Seufzend lies der junge Mann seine drei neuen Haustiere in eine Pappschachtel huschen. Keiner seiner Verwandten sollte sie finden. Die Wahrscheinlichkeit wäre so auch schon gering gewesen, aber er wollte es vermeiden. Sie hielten ihn so oder so für einen verrückten Spinner. Da mussten sein Onkel, seine Tante und sein Cousin nicht auch noch Wind davon bekommen, dass er mit den Mäuseresten, die seine Schneeeule zurückließ, spielte. Nun ja, er sah ihnen eher dabei zu wie sie sich bewegten. Gerade als er die Schachtel schließen wollte, huschte eine der Mäuse über seinen Tisch und griff sich den noch ungeöffneten Brief. Sie legte ihn vor ihn und verschwand schließlich.
Er wusste, dass er sich bei seinen Freunden mal melden sollte, aber er fühlte sich nicht danach. Was sollte er ihnen schon erzählen. Er machte nicht viel, abgesehen von schlafen, essen, umherwandern und mit seinen neuen Haustieren zu spielen. Letzteres konnte er ihnen schlecht sagen. „Ron, Hermione, versteht mich nicht falsch, aber ich kann Toten Leben einhauchen und ihre Skelette nach meinem Willen befehligen." Genau das was noch gefehlt hätte. Er war sich sicher, dass die meisten eh dachten, dass er einen an der Waffel hatte.
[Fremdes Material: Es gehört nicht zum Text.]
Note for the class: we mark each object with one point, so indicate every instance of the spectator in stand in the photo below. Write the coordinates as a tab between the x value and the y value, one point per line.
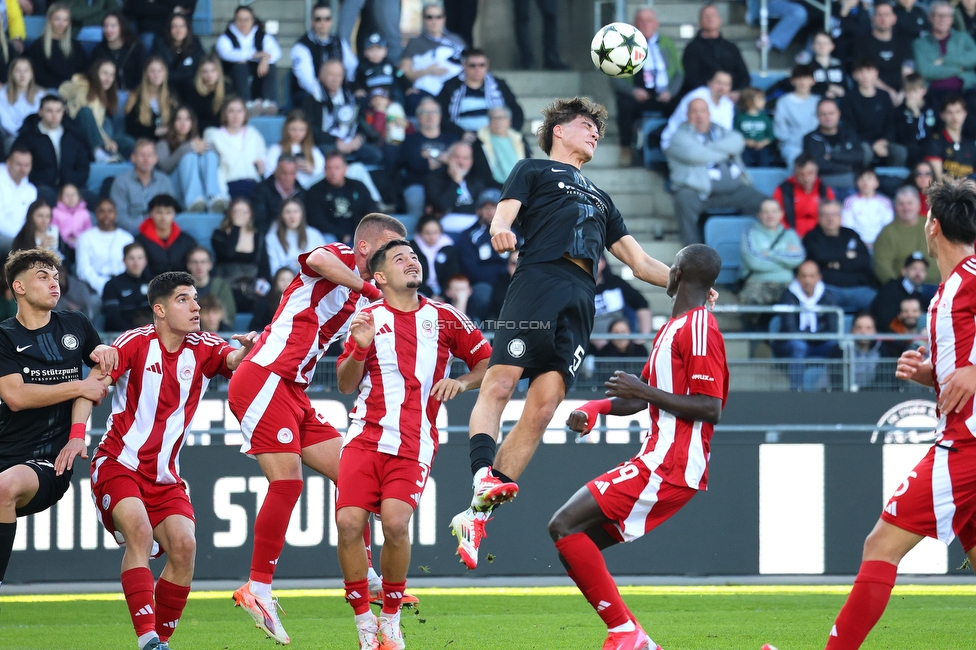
795	114
124	301
200	264
315	48
180	50
843	258
835	148
421	153
902	237
871	115
207	93
93	102
911	19
466	99
946	57
133	190
499	146
336	121
60	152
191	164
240	255
867	212
708	51
20	97
16	195
770	254
807	290
100	252
296	140
432	58
438	259
121	46
241	150
756	127
911	283
950	152
291	236
272	191
336	203
150	106
249	55
166	246
265	306
707	172
451	190
653	89
721	108
615	298
800	195
56	56
915	121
Aber seine Mäuse hatten wohl Recht, er sollte wenigsten nachsehen, was man von ihm wollte.
„Lieber Harry,
es tut uns so furchtbar Leid, dass wir dir jetzt erst schreiben, aber ich bin erst gestern her gekommen und es ist so viel passiert. Wir werden dir alles erzählen, wenn du hier bist, versprochen. Wir sind alle im Hauptquartier und man holt dich einen Tag vor deinem Geburtstag ab. Ich weiß nicht wer kommen wird, aber bitte pass auf dich auf.
Hermione und Ron."
Oh, das war, schlecht. Es war der Abend vor seinem Geburtstag. Was hieße, dass er nicht wirklich viel Zeit zum packen hatte. Mit einem Satz war er auf den Beinen und wollte gerade die Tür öffnen um seinen Verwandten bescheid zu sagen, als die Haustür geöffnet wurde.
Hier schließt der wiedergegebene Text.